15 de junio de 2017 a las 09:18h

El Hospital Vall d'Hebron ha evitado el trasplante de hígado a 4 niños que padecían la malformación de Abernethy, una malformación congénita que afecta a 1 de cada 30.000 niños, al utilizar por primera vez en el Estado, una nueva técnica. Las opciones de los niños enfermos, hasta ahora, implicaban esperar a que la enfermedad diera complicaciones, que podían ser cerebrales, pulmonares o tumorales, y apostar por el trasplante de hígado, con las dificultades que esto supone. El centro, sin embargo, ha probado con éxito una intervención quirúrgica que permite ''curar la enfermedad sin necesidad de cambiar el órgano'', tal y como explica el jefe de la unidad de cirugía hepática Servicio de cirugía pediátrica, Javier Bueno.

La malformación de Abernethy es una anomalía anatómica congénita que provoca que la sangre de vena porta, que transporta la sangre del intestino al hígado para su depuración, no acabe en el hígado sino en la vena cava y por lo tanto, no se depure y se extiendan las toxinas por todo el organismo. Este hecho puede producir complicaciones muy graves. Bueno, explica que pueden ser cerebrales, y por lo tanto, comportar retrasos intelectuales en los niños, alteraciones pulmonares o cambios hemodinámicos que acaban provocando tumores que se pueden convertir en malignos.

Hasta ahora, a los niños que tenían esta malformación no se les intervenía hasta que las complicaciones eran evidentes y se optaba por la radiología intervencionista, una técnica en la que Vall d'Hebron también fue pionero. Consistía en introducir dispositivos para cerrar la comunicación entre las dos venas pero este proceso no se podía realizar si la conexión era demasiado grande, ya que el dispositivo puede migrar hacia el corazón. La segunda opción, era el trasplante de hígado una intervención de riesgo que además, obliga a los pacientes, a tomar medicación inmunosupresora toda la vida.

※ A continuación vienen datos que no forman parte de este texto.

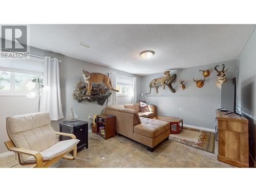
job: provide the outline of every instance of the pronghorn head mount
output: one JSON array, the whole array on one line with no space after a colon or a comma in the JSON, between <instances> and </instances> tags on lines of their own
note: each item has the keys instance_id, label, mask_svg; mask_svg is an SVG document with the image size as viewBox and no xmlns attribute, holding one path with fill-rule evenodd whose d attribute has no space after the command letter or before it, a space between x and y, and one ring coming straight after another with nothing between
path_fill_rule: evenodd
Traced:
<instances>
[{"instance_id":1,"label":"pronghorn head mount","mask_svg":"<svg viewBox=\"0 0 256 192\"><path fill-rule=\"evenodd\" d=\"M193 80L196 82L196 84L198 88L201 88L204 86L204 81L205 81L205 77L204 77L204 79L195 80L193 77Z\"/></svg>"}]
</instances>

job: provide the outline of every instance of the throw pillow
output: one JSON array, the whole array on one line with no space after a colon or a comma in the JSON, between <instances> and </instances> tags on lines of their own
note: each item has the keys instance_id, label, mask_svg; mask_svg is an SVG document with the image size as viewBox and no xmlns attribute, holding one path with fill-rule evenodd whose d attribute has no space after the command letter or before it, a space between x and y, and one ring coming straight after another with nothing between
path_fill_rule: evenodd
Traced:
<instances>
[{"instance_id":1,"label":"throw pillow","mask_svg":"<svg viewBox=\"0 0 256 192\"><path fill-rule=\"evenodd\" d=\"M148 104L145 101L139 100L139 102L140 103L140 109L141 112L150 112Z\"/></svg>"}]
</instances>

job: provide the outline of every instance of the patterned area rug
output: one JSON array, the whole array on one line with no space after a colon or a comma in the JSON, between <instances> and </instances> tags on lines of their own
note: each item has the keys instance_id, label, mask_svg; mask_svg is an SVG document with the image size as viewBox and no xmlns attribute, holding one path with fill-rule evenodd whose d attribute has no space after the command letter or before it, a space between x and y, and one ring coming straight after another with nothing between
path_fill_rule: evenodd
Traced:
<instances>
[{"instance_id":1,"label":"patterned area rug","mask_svg":"<svg viewBox=\"0 0 256 192\"><path fill-rule=\"evenodd\" d=\"M205 131L183 127L178 134L170 134L169 139L214 153L215 134Z\"/></svg>"}]
</instances>

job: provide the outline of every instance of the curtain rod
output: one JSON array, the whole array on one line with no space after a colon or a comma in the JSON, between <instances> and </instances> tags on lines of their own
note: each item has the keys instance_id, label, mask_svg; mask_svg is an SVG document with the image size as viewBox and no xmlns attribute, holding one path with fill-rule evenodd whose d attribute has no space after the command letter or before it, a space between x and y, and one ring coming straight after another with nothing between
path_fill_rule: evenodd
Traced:
<instances>
[{"instance_id":1,"label":"curtain rod","mask_svg":"<svg viewBox=\"0 0 256 192\"><path fill-rule=\"evenodd\" d=\"M12 51L12 50L9 50L8 49L3 49L2 48L0 48L0 49L1 49L2 50L5 50L5 51L9 51L10 52L18 53L18 52L17 52L13 51ZM32 54L28 54L28 55L32 56L32 57L37 57L37 58L40 58L40 59L44 59L45 58L44 57L41 57L40 56L32 55ZM59 60L59 62L61 62L61 60Z\"/></svg>"}]
</instances>

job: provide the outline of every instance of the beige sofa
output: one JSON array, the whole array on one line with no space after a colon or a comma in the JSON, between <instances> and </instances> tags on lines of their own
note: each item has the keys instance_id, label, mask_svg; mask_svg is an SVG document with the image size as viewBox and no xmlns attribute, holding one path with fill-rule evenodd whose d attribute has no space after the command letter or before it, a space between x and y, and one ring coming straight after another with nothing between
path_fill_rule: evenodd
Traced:
<instances>
[{"instance_id":1,"label":"beige sofa","mask_svg":"<svg viewBox=\"0 0 256 192\"><path fill-rule=\"evenodd\" d=\"M104 114L116 116L117 132L146 145L151 152L159 143L168 139L170 129L168 122L143 117L141 114L140 117L138 110L128 109L127 106L106 106L103 110ZM156 106L152 106L152 109L156 109Z\"/></svg>"},{"instance_id":2,"label":"beige sofa","mask_svg":"<svg viewBox=\"0 0 256 192\"><path fill-rule=\"evenodd\" d=\"M142 112L140 111L140 104L139 103L134 104L124 104L115 105L115 106L122 109L130 109L130 110L135 110L138 112L139 116L142 117L146 117L152 118L157 116L157 107L154 104L149 104L148 112Z\"/></svg>"}]
</instances>

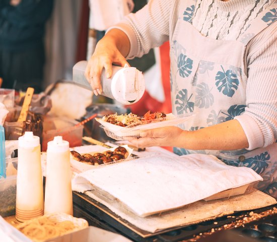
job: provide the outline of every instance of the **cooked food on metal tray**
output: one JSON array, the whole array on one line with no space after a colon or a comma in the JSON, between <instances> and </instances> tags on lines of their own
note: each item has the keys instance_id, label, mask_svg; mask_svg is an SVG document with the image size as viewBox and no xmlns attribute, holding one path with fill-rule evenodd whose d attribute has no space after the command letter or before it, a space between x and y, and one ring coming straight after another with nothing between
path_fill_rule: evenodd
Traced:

Por este motivo, desde el hospital se ha probado una nueva técnica consistente también en cerrar la comunicación entre la vena porta y la vena cava para conseguir que la sangre se redirija hacia el hígado, un proceso que se puede hacer en dos fases, en función de la presión de las venas. De este modo, asegura Bueno que se puede ''curar la enfermedad sin necesidad de cambiar el órgano'' en los casos en que no se puede utilizar la radiología intervencionista. Los efectos en la salud de los pacientes son rápidos y los niños recuperan la calidad de vida pudiendo llevar un ritmo completamente normal enseguida. Además, tampoco tienen limitaciones alimentarias, pueden hacer deporte y por lo tanto, seguir una vida ''rigurosamente normal'', dice Bueno.

Esta técnica se probó con éxito con cuatro niños, de entre 2 y 4 años, en 2015, y gracias a la operación, los niños se han ahorrado el trasplante.